Want to sign up for Pinterest? You have a couple options: sign up via Facebook or via email. If you have a Facebook account, Pinterest wants you to do that first. How do I know? Aesthetically, I know because the blue Facebook CTA comes first and is much more prominent, colorful, and recognizable due to the branded logo and color. Logically, I know because if you log in through Facebook, Pinterest can pull in Facebook’s API data and get more information about you than if you log in through your email address.

Although this homepage is optimized to bring in new members, you’ll notice a very subtle CTA for folks with Pinterest accounts to log in on the top right.

pinterest-cta.png

8. Instagram

Since Instagram is a mainly mobile app, you’ll see two black CTAs of equal size: one to download Instagram in Apple’s App Store, and another to download it on Google Play.
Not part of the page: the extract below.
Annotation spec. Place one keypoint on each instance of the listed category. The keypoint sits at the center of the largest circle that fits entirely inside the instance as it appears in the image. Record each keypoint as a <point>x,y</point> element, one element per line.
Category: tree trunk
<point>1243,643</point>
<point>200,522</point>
The reason these CTAs are of equal caliber is because it doesn’t matter if someone downloads the app in the App Store or on Google Play … a download is a download, which is exactly what Instagram is optimizing for. If you already have Instagram, you can also click the CTA to “Log In” if you’d prefer that option, too.

instagram-cta.png

9. charity: water

Charity: water’s main goal is to get people to donate money for clean water — but they can’t assume that everyone wants to pay the same way. The CTAs featured on their homepage take a really unique approach to offering up different payment methods by pre-filling $60 into a single line form and including two equally important CTAs to pay via credit card or PayPal. Notice how both CTAs are the same size and design — this is because charity: water likely doesn’t care how you donate, as long as you’re donating.

charity-water-cta.png

10. Square

To achieve effective CTA design, you need to consider more than just the button itself. It’s also super important to consider elements like background color, surrounding images, and surrounding text.

Mindful of these additional design components, the folks at Square used a single image to showcase the simplicity of using their product, where the hovering “Get Started” CTA awaits your click. If you look closely, the color of the credit card in the image and the color of the CTA button match, which helps the viewer connect the dots of what to expect if/when they click.